Un an après la mort du cardinal de Fleury se produisit un événement qui allait marquer la personnalité du roi et la suite de la vie politique française. Louis XV était parti diriger ses armées engagées sur le front de l'est dans la guerre de succession autrichienne. En août 1744, à Metz, il tomba gravement malade et ses médecins pronostiquèrent une mort imminente. Le peuple, qui adorait son roi, lui donna le surnom de "Bien-Aimé", et les prières se multiplièrent à travers le pays pour son salut. Sous la pression du parti dévot, Monseigneur de Fitz-James, premier aumônier du roi, refusa de lui donner l'absolution sans une confession publique de ses pêchés, dans laquelle le roi apparaissait comme une personne immorale, indigne de porter le titre de Roi Très Chrétien. Colportée dans tout le pays par le clergé, la confession royale ternit le prestige de la monarchie. Le roi échappa à la mort, mais sa culpabilité le poussa encore davantage vers l'adultère.

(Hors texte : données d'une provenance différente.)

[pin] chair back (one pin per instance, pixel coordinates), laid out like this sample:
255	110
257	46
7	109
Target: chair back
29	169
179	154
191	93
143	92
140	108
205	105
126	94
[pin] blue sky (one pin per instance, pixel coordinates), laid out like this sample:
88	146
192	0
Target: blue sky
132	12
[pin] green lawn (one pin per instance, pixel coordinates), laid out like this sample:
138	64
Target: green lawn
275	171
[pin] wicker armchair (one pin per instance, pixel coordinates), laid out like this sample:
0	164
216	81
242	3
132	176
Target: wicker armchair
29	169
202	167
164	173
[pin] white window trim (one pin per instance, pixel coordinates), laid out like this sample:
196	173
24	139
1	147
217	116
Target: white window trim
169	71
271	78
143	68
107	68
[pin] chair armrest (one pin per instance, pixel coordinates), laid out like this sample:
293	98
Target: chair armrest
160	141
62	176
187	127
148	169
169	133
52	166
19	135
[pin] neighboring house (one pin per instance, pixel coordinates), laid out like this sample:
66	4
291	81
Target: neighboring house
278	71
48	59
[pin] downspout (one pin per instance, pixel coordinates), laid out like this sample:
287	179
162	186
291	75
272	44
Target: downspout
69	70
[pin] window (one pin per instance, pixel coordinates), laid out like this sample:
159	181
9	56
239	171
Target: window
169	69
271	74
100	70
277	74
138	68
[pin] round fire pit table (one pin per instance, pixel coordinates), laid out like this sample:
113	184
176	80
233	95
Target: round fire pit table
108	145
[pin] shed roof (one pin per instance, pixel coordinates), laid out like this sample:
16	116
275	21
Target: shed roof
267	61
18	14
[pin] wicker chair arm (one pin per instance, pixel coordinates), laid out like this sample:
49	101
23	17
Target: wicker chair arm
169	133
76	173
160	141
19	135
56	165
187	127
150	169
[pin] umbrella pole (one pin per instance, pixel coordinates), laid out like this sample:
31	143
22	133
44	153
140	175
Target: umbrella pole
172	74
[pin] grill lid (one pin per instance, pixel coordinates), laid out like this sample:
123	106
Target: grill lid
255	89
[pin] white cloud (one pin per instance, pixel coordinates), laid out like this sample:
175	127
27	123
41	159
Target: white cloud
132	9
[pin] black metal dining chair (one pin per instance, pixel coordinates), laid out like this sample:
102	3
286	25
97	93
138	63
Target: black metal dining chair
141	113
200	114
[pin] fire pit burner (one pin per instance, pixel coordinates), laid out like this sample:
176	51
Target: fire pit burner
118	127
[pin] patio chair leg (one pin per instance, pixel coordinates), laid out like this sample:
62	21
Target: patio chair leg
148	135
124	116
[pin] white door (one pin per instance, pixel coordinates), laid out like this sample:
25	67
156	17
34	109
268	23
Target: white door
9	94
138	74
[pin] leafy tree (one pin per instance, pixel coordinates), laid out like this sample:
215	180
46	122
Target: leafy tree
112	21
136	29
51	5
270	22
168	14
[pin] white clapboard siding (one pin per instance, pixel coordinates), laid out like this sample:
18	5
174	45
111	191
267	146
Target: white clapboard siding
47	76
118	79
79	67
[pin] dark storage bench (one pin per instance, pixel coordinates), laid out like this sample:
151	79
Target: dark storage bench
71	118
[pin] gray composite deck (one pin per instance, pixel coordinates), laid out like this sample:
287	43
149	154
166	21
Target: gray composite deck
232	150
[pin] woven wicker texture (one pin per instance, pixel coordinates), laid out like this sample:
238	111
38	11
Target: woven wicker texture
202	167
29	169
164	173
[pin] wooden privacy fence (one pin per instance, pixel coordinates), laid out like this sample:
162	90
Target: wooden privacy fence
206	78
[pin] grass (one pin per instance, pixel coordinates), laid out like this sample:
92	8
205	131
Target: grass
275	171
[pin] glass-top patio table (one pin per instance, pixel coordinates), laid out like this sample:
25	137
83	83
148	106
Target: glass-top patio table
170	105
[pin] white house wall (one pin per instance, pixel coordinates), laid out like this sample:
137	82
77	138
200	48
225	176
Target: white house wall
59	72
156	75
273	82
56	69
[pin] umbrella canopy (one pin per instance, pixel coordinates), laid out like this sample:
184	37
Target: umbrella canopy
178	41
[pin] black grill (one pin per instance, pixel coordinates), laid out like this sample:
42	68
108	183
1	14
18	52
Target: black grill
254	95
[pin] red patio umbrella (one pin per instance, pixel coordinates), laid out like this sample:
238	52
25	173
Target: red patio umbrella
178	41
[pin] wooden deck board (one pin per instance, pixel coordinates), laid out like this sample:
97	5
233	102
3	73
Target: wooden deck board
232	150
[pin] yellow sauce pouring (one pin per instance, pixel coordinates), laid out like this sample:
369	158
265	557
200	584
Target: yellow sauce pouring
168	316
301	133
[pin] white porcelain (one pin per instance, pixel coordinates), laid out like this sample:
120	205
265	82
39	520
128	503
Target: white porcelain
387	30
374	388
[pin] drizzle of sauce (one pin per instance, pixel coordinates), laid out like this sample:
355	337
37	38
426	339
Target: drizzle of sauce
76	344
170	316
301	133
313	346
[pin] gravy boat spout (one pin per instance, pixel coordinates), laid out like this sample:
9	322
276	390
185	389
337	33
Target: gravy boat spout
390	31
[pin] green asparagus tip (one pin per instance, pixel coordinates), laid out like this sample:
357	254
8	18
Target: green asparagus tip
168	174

Cinq médecins, six chirurgiens, trois apothicaires, ne purent rien faire.
Quand la petite vérole compliquée d’une lèpre purulente eurent raison de la vie du roi, il n’était plus le
« Bien Aimé » depuis longtemps.
A peine mort, toute la cour s’était transportée à Choisy, en sorte qu’à part les personnes nécessaires au service, le roi était seul.
Son corps se décomposait si vite qu’il fallut faire appel aux vendangeurs de Versailles pour le mettre en bière. La crainte de la contagion fut si forte qu’il ne fut pas embaumé. Ainsi est-il le seul souverain français à avoir été inhumé « en entier ».
Sans même accomplir les formalités d’usage, en deux jours la dépouille fut expédiée à Saint-Denis. Expédiée n’est pas exagéré. Une quarantaine de gardes du corps et une poignée de porte-flambeaux composèrent l'escorte royale du carrosse de chasse transportant le cercueil, faisant « courir le mort du même train qu’il les avait menés si souvent » de son vivant. De tous les courtisans, seul le maréchal de Soubise accompagna la dépouille mortelle jusqu’à Saint-Denis.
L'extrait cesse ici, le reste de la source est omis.